3

I am new to sed and am having some troubles making it work.

What I want is this:

abc.ztx.com. A 132.123.12.44 ---> abc.ztx.com

I used the below pattern, but doesn't seem to work:

echo "abc.ztx.com. A 132.123.12.44" | sed 's/\.\s.+//g'

I verified the regex using regex101.com and pattern, \.\s.+ matches the part . A 132.123.12.44 perfectly. Why is it not working with sed.

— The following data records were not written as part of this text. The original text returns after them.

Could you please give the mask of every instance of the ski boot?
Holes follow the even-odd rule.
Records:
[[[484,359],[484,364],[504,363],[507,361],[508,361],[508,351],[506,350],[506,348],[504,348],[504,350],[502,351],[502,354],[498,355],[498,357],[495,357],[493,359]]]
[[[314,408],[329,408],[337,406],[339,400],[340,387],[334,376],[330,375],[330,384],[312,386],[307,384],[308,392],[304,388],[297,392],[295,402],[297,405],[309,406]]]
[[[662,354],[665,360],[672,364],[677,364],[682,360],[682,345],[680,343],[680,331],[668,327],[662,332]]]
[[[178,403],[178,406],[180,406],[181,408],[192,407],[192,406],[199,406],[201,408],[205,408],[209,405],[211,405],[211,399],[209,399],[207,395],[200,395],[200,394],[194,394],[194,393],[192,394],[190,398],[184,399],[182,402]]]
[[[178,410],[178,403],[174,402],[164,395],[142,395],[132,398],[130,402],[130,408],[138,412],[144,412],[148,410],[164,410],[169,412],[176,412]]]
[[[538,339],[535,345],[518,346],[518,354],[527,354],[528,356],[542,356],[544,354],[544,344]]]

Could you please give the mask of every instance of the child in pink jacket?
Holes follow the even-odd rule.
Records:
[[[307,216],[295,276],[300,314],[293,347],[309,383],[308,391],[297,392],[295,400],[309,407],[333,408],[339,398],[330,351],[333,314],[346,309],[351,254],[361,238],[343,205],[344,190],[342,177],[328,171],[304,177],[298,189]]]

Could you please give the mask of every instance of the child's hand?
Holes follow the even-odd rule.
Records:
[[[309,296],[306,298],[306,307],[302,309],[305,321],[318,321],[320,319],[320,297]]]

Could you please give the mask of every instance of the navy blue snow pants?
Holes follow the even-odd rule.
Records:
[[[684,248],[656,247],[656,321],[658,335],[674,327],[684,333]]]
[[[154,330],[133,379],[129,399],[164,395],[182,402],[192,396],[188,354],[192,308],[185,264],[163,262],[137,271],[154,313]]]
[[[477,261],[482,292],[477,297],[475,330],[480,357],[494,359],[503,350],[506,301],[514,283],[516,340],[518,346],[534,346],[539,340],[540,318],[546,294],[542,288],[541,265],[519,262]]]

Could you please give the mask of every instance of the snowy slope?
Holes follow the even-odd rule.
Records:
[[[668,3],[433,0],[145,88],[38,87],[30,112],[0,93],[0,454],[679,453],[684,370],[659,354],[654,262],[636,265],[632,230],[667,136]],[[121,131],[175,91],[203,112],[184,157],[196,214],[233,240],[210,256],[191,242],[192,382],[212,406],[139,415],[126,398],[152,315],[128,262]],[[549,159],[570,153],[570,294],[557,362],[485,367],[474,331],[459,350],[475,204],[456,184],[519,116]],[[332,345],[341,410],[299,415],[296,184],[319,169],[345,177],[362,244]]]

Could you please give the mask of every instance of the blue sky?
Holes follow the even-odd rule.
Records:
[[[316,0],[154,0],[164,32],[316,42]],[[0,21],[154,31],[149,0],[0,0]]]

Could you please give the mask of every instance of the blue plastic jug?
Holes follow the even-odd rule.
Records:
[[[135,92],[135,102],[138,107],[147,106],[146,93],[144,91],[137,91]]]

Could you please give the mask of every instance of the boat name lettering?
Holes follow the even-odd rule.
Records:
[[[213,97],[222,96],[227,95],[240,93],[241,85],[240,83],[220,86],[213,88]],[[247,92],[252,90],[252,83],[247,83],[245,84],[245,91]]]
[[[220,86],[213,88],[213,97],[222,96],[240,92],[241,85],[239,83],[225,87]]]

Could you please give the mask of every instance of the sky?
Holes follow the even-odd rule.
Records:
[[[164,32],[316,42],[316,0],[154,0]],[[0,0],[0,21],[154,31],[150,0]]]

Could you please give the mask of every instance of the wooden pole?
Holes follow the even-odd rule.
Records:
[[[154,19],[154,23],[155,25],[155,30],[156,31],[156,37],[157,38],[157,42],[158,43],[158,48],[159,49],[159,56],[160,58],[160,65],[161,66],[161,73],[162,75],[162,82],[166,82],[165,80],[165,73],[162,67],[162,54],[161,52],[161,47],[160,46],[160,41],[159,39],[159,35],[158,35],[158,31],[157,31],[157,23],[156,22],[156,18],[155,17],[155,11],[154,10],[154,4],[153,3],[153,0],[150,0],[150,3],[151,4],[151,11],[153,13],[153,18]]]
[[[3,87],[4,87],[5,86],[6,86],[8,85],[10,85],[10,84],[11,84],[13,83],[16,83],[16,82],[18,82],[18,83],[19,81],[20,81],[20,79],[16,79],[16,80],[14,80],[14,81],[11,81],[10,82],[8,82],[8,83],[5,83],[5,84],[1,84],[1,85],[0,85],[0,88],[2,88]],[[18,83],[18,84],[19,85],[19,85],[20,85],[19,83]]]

Appreciate your help. Thank you.

Kusalananda
  • 333,661
Amey
  • 133
  • Do you have to use sed? This is a perfect job for cut, which is what I'd use here. If you aren't stuck with sed only, let me know and I'll post a cut answer. – ron rothman Mar 18 '20 at 00:37
  • @ron-rothman Yes, please. Anything that makes the job easier. – Amey Mar 18 '20 at 05:23

4 Answers4

5

sed uses POSIX basic regular expressions (BRE) by default. \s is a PCRE (Perl-compatible regular expression) which is equivalent to the BRE [[:blank:]] (I think, matching spaces and tabs, or possiby [[:space:]] which matches a larger set of whitespace characters). The + is a POSIX extended regular expression (ERE) modifier, which is equivalent to \{1,\} as a BRE.

So try

sed 's/\.[[:blank:]].*//'

instead. You may replace [[:blank:]] by a space character if you don't need to match tabs:

sed 's/\. .*//'

Note that there is no need to do the substitution with the g flag as there will only ever be a single match. Also, the .+ that you use could just be replaced by .* instead of .\{1,\} as we don't care whether there are any further characters at all (just delete all of them).

Related:

Kusalananda
  • 333,661
  • Thank you so much Kusalananda for answering the question and also explaining the first principles of sed Regex. – Amey Mar 16 '20 at 14:19
2

If you are using Gnu/Linux, or any other Gnu, then you will have Gnu sed. Gnu sed has the -r option, that allows this.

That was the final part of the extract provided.